04-2002 Filosofie magazine Lees het magazine

Dit artikel krijgt u van ons cadeau

Wilt u onbeperkt toegang tot de artikelen op Filosofie.nl? U bent al abonnee vanaf €4,99 per maand. Sluit hier een abonnement af en u heeft direct toegang.

‘Mijn invloed in deze wereld is minimaal’’, zei Hans-Georg Gadamer in 1993 in een interview. ‘Ik ben een levend anachronisme, omdat ik er eigenlijk niet meer bij hoor en er toch nog bij ben.’ Gadamer werd in vele herdenkingsartikelen om zijn bescheidenheid en mildheid geprezen, nadat hij op 13 maart 2002 op 102-jarige leeftijd in Heidelberg overleed. Die bescheidenheid lag geheel in de lijn van zijn filosofische hermeneutiek (de kunst van het interpreteren, van het Griekse hermeneuein), waarin het mogelijk gelijk van de ander het uitgangspunt vormt. Toch moet het hem veel genoegen gedaan hebben dat gedurende de laatste twintig jaar van zijn leven zijn hoofdwerk Wahrheit und Methode de status van een klassieker kreeg. Geleidelijk drong het besef tot de wereld door dat Gadamer eigenhandig de negentiende-eeuwse hermeneutische traditie had omgezet in een grondslagenleer voor de geesteswetenschappen.

Volgens Gadamers theorie van de Wirkungsgeschichte wordt de interpretatie van een werk ook bepaald door zijn uitwerking op de geschiedenis, vooral de voorafgaande interpretaties, en door de historische bepaaldheid van degene die interpreteert. Interpreteren betekent ook toepassen, concreet maken en toetsen aan de actualiteit. De traditie, die door steeds nieuwe generaties zich eigen is gemaakt en geïnterpreteerd, is daarom een veranderlijk en levendig gegeven. Ook de canon van filosofische meesterwerken is niet voor eens en voor altijd vastgelegd. Dat een boek in de loop der jaren kan groeien en langzaam een plaats in die canon veroveren kan, bewijst Wahrheit und Methode van Gadamer.

Heidegger

De tijd was er ook nog niet rijp voor, toen het boek verscheen in 1960. De ideologiecritici die voortkwamen uit de Frankfurter Schule, Jürgen Habermas voorop, verweten de ‘conservatieve’ hermeneutiek dat zij traditie en autoriteit zonder meer aanvaardde, en geen aandacht had voor de emancipatoire potentie van de sociale wetenschappen.
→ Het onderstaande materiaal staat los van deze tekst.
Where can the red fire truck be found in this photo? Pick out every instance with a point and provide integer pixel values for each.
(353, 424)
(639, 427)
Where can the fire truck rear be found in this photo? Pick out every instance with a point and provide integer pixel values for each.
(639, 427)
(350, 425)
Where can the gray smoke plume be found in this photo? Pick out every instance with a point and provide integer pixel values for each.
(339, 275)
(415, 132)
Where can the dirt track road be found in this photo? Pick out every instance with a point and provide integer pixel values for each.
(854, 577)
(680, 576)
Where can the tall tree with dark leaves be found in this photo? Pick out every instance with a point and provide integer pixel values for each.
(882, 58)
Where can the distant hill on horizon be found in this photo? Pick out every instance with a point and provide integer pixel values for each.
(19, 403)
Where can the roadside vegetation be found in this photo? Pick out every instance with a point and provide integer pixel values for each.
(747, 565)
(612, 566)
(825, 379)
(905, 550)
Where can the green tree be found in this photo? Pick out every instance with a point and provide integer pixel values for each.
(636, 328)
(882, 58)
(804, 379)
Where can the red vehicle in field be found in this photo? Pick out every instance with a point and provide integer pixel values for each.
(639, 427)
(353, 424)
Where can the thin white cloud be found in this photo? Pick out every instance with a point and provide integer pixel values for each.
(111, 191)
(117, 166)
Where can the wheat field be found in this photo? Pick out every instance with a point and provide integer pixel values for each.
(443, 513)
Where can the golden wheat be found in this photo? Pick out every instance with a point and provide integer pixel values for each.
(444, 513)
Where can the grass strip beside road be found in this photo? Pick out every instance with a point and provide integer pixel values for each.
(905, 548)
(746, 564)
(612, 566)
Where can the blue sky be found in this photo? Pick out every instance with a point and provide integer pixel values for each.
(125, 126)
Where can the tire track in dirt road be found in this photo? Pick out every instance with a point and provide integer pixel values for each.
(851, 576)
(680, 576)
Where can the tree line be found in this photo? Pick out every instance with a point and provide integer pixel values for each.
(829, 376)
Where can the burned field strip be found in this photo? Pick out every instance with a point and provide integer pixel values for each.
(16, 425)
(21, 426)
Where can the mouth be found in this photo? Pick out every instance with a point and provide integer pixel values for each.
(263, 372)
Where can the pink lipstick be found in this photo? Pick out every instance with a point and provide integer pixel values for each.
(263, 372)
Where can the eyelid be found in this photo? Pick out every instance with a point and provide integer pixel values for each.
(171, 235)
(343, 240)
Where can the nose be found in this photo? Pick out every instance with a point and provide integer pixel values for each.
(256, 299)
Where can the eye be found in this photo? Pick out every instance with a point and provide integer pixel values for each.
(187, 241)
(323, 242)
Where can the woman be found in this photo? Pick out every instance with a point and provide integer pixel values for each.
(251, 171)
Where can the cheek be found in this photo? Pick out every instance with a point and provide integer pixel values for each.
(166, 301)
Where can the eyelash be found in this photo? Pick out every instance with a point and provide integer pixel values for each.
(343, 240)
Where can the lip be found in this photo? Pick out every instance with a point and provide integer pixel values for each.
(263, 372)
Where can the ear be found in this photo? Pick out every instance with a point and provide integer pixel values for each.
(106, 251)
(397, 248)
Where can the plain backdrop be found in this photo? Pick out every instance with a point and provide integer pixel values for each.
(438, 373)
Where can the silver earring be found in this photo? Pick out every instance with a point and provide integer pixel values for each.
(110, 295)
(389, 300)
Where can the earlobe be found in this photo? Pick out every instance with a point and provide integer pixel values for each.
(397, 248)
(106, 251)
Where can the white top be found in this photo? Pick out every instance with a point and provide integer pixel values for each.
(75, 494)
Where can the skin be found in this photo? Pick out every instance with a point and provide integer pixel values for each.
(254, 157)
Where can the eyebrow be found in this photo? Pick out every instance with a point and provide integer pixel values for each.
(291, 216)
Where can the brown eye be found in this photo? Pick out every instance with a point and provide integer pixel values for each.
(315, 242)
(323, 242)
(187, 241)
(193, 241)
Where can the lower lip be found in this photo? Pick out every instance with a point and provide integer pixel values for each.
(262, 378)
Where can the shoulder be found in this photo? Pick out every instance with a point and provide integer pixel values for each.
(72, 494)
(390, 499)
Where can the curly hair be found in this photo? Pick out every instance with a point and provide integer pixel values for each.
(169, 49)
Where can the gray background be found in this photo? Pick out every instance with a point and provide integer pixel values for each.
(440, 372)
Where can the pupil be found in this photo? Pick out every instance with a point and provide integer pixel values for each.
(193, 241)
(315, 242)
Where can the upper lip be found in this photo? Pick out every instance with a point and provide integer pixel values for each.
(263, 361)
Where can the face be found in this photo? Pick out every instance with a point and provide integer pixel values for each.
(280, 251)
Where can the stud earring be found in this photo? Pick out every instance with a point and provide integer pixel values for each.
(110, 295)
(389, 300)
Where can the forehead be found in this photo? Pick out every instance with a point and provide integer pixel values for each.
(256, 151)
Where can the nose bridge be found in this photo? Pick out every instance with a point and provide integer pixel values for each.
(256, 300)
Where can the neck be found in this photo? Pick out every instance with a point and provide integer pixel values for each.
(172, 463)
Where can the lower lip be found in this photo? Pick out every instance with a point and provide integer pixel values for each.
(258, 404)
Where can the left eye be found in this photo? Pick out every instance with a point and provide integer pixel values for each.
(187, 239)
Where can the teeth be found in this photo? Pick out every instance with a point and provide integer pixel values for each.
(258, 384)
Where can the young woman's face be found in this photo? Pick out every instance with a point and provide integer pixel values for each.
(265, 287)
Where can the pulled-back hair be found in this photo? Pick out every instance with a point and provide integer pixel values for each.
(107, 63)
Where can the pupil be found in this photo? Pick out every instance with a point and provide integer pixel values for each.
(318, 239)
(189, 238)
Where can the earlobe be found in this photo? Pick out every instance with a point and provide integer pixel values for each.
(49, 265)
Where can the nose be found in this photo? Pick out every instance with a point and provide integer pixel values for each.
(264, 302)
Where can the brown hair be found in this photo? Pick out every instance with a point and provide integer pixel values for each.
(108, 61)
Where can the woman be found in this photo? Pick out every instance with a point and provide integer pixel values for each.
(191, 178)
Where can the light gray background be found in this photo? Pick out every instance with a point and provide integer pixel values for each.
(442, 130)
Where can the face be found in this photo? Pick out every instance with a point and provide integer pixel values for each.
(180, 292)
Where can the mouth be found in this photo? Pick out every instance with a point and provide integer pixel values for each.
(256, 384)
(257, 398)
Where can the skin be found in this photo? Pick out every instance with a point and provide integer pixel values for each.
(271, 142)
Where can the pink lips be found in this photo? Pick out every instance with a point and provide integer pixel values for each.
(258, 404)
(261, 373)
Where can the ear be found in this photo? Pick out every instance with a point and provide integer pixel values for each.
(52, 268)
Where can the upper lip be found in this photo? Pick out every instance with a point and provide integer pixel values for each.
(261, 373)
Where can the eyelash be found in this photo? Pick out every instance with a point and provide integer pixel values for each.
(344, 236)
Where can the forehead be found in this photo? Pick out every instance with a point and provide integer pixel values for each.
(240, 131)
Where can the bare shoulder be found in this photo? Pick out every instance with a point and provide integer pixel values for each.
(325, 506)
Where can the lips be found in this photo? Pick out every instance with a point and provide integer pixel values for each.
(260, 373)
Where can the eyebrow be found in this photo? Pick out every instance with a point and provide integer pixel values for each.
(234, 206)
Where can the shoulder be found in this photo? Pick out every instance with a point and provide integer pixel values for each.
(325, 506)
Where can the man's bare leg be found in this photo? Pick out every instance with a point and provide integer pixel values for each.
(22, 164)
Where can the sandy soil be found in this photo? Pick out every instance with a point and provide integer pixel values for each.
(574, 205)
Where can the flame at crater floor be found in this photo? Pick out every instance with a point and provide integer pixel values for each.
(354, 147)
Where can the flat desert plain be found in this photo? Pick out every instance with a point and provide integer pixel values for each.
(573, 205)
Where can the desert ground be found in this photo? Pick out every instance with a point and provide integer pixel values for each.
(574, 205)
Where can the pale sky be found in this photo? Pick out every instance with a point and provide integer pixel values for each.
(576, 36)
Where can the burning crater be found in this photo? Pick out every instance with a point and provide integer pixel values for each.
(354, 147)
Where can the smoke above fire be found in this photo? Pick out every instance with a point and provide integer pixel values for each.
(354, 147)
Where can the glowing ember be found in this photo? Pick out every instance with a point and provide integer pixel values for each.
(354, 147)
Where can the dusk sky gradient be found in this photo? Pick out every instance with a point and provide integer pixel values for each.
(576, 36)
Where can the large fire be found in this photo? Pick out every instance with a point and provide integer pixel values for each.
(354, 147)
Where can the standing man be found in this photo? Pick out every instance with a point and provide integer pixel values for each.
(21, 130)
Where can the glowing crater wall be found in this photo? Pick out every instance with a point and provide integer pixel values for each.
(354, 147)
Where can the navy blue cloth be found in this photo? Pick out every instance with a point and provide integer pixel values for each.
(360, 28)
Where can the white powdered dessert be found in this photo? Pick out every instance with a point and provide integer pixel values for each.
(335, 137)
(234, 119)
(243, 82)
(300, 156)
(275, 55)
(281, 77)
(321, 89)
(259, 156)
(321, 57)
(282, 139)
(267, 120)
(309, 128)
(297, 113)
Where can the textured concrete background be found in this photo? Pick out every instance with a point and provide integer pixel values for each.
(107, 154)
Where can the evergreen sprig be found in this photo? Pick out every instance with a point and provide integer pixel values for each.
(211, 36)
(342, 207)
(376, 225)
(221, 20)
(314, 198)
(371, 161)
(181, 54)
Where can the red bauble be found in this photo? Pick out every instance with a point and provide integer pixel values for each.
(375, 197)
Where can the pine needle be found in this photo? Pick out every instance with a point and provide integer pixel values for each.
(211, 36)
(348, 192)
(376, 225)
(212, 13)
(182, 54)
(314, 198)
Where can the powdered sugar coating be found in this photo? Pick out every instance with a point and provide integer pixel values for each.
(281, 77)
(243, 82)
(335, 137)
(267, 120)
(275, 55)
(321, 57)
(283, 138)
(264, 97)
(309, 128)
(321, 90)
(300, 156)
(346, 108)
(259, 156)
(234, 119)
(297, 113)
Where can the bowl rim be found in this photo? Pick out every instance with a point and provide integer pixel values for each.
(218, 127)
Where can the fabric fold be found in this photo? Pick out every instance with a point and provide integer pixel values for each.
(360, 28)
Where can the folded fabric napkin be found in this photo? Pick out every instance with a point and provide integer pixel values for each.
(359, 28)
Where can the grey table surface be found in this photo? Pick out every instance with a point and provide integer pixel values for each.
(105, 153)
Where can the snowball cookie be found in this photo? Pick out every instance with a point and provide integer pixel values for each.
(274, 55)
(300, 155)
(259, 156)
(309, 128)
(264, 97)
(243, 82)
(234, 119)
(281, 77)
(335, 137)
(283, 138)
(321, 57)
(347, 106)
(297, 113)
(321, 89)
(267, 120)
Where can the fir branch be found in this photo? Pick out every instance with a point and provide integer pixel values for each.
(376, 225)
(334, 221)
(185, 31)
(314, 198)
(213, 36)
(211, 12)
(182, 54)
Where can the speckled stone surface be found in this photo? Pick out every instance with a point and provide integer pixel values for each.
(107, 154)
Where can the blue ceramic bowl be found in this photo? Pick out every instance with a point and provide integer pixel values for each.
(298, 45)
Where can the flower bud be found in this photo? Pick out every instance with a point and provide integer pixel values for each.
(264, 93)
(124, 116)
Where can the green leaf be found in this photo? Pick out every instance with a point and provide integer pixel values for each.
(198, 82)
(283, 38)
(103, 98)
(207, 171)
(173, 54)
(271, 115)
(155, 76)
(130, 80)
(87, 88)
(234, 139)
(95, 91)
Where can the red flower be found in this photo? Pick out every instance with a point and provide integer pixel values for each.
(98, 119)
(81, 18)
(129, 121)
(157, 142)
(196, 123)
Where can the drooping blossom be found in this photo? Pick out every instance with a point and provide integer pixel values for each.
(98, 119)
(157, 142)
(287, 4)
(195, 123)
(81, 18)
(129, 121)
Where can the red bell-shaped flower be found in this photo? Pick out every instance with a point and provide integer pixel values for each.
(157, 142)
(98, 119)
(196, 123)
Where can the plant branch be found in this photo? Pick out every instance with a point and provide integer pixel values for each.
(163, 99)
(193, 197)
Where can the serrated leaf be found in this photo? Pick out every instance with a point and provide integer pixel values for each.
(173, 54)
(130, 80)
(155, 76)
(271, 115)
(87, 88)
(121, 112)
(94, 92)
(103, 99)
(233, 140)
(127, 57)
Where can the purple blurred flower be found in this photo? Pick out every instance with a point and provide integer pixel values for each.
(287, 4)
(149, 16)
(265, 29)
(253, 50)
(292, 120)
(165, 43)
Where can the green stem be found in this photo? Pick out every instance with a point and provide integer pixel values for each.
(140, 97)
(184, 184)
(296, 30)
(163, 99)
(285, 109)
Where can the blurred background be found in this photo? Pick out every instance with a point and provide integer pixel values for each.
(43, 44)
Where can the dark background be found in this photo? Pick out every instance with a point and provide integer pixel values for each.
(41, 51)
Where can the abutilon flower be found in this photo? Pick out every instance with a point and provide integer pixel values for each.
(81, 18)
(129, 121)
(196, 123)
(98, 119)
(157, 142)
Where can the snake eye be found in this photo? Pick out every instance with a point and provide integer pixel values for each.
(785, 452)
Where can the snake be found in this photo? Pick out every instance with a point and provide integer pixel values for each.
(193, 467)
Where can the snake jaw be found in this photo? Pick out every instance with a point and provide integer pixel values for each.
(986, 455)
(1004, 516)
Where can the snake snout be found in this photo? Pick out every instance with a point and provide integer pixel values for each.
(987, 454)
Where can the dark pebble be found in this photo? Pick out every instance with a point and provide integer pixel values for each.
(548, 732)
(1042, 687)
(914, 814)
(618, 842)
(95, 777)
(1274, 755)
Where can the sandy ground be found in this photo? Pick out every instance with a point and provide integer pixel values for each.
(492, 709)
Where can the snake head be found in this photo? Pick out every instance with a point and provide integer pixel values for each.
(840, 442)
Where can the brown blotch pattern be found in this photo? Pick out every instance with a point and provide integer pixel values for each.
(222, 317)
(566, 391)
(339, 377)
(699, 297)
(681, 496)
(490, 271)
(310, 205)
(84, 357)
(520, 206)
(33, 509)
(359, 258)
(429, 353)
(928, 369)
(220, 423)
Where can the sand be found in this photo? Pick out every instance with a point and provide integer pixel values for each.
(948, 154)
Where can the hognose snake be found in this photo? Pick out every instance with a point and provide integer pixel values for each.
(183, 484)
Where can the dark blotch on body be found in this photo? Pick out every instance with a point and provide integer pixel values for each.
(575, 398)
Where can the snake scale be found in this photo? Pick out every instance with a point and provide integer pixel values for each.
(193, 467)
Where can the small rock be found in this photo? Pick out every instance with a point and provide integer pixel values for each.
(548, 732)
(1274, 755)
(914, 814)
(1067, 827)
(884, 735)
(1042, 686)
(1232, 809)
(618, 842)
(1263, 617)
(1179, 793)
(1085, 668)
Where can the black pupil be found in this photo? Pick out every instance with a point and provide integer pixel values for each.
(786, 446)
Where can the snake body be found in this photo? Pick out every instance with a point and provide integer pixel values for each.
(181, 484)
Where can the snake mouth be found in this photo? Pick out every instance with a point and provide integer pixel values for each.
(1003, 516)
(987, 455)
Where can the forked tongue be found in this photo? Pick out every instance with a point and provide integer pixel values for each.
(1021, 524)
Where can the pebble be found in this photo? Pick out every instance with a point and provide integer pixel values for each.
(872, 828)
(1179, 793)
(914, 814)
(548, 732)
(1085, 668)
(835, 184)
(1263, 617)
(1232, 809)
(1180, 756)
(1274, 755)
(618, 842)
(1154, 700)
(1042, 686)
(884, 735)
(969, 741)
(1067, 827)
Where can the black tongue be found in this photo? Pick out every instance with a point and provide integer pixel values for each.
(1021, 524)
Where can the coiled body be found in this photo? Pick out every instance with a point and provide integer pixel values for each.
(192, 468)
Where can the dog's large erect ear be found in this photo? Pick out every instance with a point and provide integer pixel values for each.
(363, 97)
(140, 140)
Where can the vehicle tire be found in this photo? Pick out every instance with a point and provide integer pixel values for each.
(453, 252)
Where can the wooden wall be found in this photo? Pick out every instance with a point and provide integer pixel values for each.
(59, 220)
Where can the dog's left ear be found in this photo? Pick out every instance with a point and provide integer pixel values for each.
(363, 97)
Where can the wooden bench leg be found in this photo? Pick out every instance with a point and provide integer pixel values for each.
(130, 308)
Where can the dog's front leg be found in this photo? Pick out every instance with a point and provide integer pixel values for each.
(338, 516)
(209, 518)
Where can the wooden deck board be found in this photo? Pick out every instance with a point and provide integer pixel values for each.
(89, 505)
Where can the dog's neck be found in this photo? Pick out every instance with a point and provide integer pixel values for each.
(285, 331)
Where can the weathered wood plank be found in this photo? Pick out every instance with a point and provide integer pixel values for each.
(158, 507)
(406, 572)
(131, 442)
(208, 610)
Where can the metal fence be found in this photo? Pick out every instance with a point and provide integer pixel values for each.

De hermeneutiek wilde de wereld alleen Verstehen, de ideologiekritiek wilde haar beoordelen en het liefst veranderen. De progressieve modedenkers hielden het echter niet vol tegen de langeafstandsloper Gadamer, die in de jaren tachtig mocht constateren dat de interesse in zijn filosofie sterk groeide, ook in de Verenigde Staten, waar hij op diverse universiteiten als gastprofessor lesgaf. Vanaf 1986 begonnen gestaag zijn uit tien delen bestaande Gesammelte Werke te verschijnen. De canonisering kwam op gang.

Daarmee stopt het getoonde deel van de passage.